Saturday, 8 August 2015

DETAILS OF THE MASS FAILURE AT NIGERIA LAW SCHOOL.


The Council of Legal Education, yesterday, released the results of the Bar final examinations it conducted in April and May, 2015 which a total of 1805 candidates failed out of 5588 that sat for the exams.
The Council, in a statement it issued in Abuja yesterday, disclosed that whereas only four candidates made First Class, a total number of 109 candidates made Second Class Upper.

The two exams participated by a total number of 5588 law school students, recorded 64.8% failure‎.
Giving a breakdown of the results, the Director General of the Nigerian ‎Law School, Mr. O. A. Onadeko, revealed that a total number of 2,736 students participated in the Bar final resit examinations for the 2014/2015 school year.

Out of a total number ‎of 1,648 students that were declared successful at the exams, 98 students secured conditional pass, while a total of 990 students failed.

‎The April results according to the law school DG translates to 60% pass, 3.6% conditional pass and 36.2% failure.

Similarly, the May 2015 Bar Final examinations for Regular Students which had a total of 2, 852 candidates, recorded 815 failure, with four candidates graded in First Class.

Names of the four First Class candidates ‎were given as Sani Fatima Bombom from the Abuja campus of the law school, Mbonu Genevieve Chinyeaka (Lagos Campus), Olowu Adetutu Abisoye (‎Lagos) and Abajuo Reason Emma from the Enugu Campus.

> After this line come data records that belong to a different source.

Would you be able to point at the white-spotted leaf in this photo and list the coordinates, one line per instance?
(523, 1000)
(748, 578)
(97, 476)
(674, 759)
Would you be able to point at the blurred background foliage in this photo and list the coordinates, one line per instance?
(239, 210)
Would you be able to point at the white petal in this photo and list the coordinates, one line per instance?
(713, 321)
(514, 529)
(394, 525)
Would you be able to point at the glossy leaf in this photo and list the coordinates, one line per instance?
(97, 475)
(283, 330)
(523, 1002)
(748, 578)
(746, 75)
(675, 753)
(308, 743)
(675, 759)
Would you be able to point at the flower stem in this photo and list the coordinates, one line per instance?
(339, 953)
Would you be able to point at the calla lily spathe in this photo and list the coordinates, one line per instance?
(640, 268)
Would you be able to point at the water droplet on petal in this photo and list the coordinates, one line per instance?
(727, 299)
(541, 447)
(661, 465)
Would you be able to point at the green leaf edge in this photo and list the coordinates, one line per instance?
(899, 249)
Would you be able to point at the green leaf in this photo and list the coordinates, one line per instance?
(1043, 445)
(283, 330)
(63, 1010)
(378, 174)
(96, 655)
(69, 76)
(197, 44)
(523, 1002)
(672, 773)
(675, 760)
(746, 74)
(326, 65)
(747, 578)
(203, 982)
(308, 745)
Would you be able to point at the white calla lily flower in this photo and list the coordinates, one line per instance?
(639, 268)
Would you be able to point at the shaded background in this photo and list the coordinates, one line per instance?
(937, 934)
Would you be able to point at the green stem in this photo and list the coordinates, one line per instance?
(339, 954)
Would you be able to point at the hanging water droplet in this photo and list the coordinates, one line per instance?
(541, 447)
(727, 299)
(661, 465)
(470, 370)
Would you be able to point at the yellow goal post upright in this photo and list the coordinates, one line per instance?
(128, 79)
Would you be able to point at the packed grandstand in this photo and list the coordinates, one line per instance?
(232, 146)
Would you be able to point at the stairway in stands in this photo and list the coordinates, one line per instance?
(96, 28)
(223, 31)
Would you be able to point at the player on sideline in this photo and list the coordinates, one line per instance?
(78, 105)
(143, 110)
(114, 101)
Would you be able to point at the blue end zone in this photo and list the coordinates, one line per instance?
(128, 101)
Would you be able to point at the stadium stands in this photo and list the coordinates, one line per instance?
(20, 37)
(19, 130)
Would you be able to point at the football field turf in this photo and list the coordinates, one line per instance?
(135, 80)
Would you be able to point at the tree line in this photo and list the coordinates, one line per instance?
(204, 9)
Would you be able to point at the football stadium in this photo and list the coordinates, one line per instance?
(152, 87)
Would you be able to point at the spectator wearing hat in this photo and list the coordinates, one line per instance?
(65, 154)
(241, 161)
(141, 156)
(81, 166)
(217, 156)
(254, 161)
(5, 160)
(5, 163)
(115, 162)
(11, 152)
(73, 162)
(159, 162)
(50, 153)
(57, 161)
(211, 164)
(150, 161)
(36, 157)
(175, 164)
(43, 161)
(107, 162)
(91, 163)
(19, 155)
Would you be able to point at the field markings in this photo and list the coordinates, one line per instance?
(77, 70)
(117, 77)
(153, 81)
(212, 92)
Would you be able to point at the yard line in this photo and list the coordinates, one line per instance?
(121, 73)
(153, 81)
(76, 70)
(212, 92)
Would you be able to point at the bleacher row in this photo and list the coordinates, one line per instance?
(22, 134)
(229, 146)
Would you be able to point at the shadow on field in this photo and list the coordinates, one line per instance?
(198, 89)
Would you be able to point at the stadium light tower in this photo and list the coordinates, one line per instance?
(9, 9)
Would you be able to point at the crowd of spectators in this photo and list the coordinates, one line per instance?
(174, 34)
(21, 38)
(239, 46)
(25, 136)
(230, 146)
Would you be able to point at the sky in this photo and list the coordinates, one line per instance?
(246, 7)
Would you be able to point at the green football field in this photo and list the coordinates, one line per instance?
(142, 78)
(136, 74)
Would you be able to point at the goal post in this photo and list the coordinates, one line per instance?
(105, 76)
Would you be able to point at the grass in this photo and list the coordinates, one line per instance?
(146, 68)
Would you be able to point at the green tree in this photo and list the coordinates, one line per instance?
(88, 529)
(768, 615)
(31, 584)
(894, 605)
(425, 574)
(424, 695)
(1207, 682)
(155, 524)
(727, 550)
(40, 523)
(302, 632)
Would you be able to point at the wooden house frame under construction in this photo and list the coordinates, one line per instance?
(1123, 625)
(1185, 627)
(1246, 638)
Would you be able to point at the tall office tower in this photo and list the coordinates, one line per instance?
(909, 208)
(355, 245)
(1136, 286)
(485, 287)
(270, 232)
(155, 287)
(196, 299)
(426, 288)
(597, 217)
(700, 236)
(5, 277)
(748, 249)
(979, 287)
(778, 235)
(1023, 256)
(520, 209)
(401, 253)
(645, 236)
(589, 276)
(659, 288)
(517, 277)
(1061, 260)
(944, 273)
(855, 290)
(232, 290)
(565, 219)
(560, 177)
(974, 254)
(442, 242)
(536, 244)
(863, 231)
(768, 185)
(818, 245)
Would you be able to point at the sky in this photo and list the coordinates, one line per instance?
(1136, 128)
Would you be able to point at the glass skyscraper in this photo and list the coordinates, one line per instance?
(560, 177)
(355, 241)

A total of 109 candidates made Second Class Upper, 418 were graded in Second Class Lower category, 1,422 got Pass, while 83 others secured Conditional Pass.

Onadeko said the May 2015 Bar Final Examinations results translated to 68.5% Pass, ‎2.9% Conditional Pass and 28.6% failure.

“The call to the Bar ceremonies for the successful candidates will hold from October 20 to 22 , 2015, in Abuja‎”, he added.

Former Director-General of the school, Chief Kayode Jegede, SAN, who was the longest serving DG had at a point raised an alarm over the falling standard of legal education in the country.

Successive DGs of the institution had expressed similar concern over the declining standard and high failure rates being recorded in the bar exams.

However, a further breakdown of the results revealed that the candidates who had earlier failed the exams in the 2014-2015 session recorded the higher number of failure after resit.

The poor performance of candidates in this category in past bars exams has been attributed to their failure to attend tutorial classes preparatory to their resist exams.